Agli e cipolle, spighette e iperico, mentuccia e scilla, per anni,
hanno protetto il cammino dei viandanti, in notti magiche quali
sono quelle del solstizio estivo: e con loro, l'artemisia. La si
è portata addosso, per la sua virtù di scacciare demoni e spiriti
malvagi, influssi negativi. La si è portata in tasca, perché ha
sempre favorito i viaggi. Si ricorda l'uso, in varie zone d'Europa,
"di dipingere una artemisia sulle portiere delle carrozze, specie
quelle di servizio pubblico, come apotropaico contro gli incidenti
e per garantire un felice viaggio": uso passato poi alle macchine
e protrattosi almeno fino al 1920. Erba del paradiso terrestre,
erba di S. Giovanni, l'artemisia non protegge solo i viaggi fisici,
ma anche, evidentemente, quelli spirituali, quelli che volgono verso
mete celesti. Ci rassicura anche, quest'erbetta, sul cammino del
sole, "sul felice viaggio e il ritorno certo dell'astro". E' pianta
connessa alla luna, certo. Ma è un'erba di S. Giovanni, erba del
sole: ci protegge quindi contro i fuochi negativi, i fuochi nemici:
basterà un mazzetto di artemisia dietro l'uscio per proteggere la
casa dalla folgore.

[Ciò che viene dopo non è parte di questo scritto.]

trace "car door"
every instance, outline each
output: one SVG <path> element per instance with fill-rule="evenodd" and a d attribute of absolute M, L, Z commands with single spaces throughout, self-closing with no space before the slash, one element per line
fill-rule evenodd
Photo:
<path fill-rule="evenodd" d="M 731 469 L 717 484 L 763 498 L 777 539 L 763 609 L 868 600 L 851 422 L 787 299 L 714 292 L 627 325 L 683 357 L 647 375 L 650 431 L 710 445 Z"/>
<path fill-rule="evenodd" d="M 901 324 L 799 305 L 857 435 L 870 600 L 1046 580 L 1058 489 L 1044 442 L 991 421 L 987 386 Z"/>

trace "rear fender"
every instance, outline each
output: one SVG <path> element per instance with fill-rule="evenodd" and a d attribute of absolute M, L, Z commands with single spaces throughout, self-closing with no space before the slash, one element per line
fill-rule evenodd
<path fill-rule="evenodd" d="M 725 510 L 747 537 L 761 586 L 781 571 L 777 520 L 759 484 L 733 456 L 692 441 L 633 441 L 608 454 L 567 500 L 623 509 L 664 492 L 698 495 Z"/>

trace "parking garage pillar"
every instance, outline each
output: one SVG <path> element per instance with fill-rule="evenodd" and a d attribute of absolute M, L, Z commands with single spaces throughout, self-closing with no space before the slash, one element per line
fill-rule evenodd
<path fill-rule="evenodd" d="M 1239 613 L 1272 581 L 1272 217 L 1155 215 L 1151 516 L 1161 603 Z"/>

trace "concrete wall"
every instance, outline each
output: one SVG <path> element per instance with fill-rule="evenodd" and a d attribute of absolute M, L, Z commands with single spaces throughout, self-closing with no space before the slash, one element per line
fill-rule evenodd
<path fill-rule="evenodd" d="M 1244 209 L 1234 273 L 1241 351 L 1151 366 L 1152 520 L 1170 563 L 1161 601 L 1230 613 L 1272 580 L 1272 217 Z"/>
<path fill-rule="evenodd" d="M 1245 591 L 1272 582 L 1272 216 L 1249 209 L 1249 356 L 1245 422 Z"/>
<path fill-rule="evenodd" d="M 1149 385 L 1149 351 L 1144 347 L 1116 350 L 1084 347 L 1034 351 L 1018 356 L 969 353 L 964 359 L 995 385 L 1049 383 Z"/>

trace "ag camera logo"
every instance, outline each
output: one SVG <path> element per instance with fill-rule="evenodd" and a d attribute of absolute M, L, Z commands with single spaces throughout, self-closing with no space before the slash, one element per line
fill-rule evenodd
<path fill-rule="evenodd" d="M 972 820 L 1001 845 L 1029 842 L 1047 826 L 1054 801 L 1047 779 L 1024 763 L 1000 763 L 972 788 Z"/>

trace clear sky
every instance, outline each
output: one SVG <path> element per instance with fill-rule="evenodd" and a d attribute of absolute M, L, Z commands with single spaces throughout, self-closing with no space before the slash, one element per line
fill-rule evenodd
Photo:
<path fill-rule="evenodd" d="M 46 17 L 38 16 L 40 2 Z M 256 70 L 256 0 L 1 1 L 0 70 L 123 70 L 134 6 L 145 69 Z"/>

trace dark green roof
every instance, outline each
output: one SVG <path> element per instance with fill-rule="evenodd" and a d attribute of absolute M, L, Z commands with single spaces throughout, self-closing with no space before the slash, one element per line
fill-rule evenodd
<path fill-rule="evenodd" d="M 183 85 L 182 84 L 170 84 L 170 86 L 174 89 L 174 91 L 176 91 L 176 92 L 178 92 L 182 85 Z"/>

Non per nulla, secondo alcune versioni, la notte
di S. Giovanni è in grado di secernere un carbone che è efficace
contro i fulmini, particolarmente protettivo se preso quella notte.
Ancora una virtù ha l'artemisia: ed è quella di "donare l'incorruttibilità
e di vincere la caducità delle cose". Si temperava, un tempo, l'inchiostro
col succo di artemisia, per rendere la carta inattaccabile dalle
tarme: la parola divina, il verbo deve durare al di là del tempo,
oltre la caducità delle cose umane. La parola - quella portata da
Giovanni, il Precursore - deve restare al di là della corruzione
e della morte. Erba di vita, quindi, l'artemisia. Ma c'è l'assenzio,
che può diventare erba di follia e di morte, veleno esiziale. Erba
della luna, ma anche erba del sole; erba di Giovanni l'Evangelista,
e insieme erba del Precursore. Più complessa quindi, la simbologia
dell'artemisia, meno lineare di quanto si potesse inizialmente supporre.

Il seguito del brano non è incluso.